# Nubians vs. Alpine



## Petunia_0013 (Dec 6, 2013)

Hello everyone! 

so ive been wondeing whats better alpine or nubian? 

I know they both give about the same amount but which has a better temperment? which milk tastes better? :wallbang::think:

Thanks everyone!!


----------



## NubianFan (Jun 3, 2013)

Well actually typically Alpines give more milk than Nubians. Nubians milk has more butterfat and is therefore richer. I think taste depends on the individual animal, feed, and the person's taste preference. 
Some say Nubians are loud, mine are actually very quiet. Nubians are generally very friendly, but I would think they are very friendly Alpines too. It just kinda depends on your preferences. Most Nubians top out at around 12-14 pounds a day production whereas Alpines regularly milk around 16 pounds a day and can go quite a bit higher. For me though a gallon and a half a day which is the same as 12 pounds is plenty. You need to know your needs and preferences.


----------



## NyGoatMom (Jan 26, 2013)

I agree with Leslie  I have not tasted Alpine milk, however, but it's really about preferences..


----------



## Cedar Point Kikos (Oct 16, 2013)

Our first goats were 2 Alpine does. Nice milk production. But they were nasty, hard to catch, pushy, bossy, pushed ANY younger goat around. They turned some of the family off goats. And definitely turned me away from Alpines. 
I'm hoping to get a Nubian sometime....no more Alpines for me! 
But some Alpines may be real nice, make sure you ask about personality! It's as important as anything else.


----------



## Sylvie (Feb 18, 2013)

Alpines have higher milk production, but Nubians tend to have creamier milk. Both kinds taste the same in my experiance.

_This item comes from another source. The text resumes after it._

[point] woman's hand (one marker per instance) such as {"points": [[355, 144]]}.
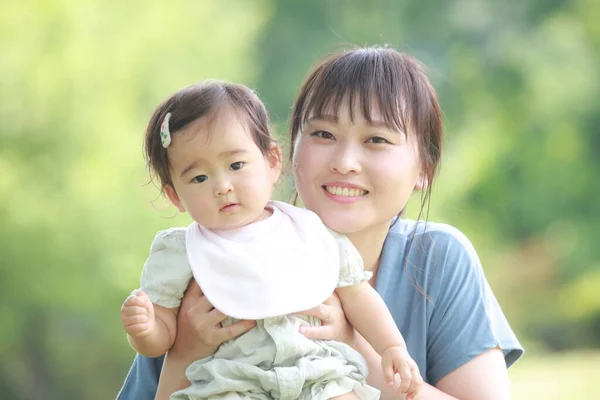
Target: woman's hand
{"points": [[334, 325], [199, 331]]}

My Alpine Doe peaked at 5 quarts at her first freshening, and 1 year later is still milking 3 quarts a day.

My FF Nubian doe peaked at 2 quarts (My ND could beat that!), and within 2 months was down to .5 quart a day.


Out here in CA, most Nubians are bred as meat/milk goats, so you end up with a slightly meaty goat that gives a little bit of milk.


----------



## Sylvie (Feb 18, 2013)

As for personalities: my Nubian was always a worry-wort & never fit real well with the herd, & my Alpine is the sweetest herd queen ever


----------



## Petunia_0013 (Dec 6, 2013)

Thank you for your opinions. Im really at a crossroads here, right now i have a alpine doe and wether and a alpine/nubian cross doe. Both my full alpines are really pushy and mean to my nubian cross (she absolutely HATES fighting) and i had heard that nubians are friendlier. Thank you guys  im just gonna have to do alot of thinking. :hammer:


----------



## Emzi00 (May 3, 2013)

I'm totally not biased at all, I love my alpines.  Mine are very friendly. They aren't overly pushy, and they're real sweet. Of course it could be the way I raised them. I bottle raised them, and didn't let them be pushy with me or anyone else.


----------



## NubianFan (Jun 3, 2013)

You know Emma you make a very good point, I also didn't respond to mine's vocalizations beyond saying hello and going about my daily chores/business. It could be they learned that being loud didn't get them anywhere really early and learned to be quieter.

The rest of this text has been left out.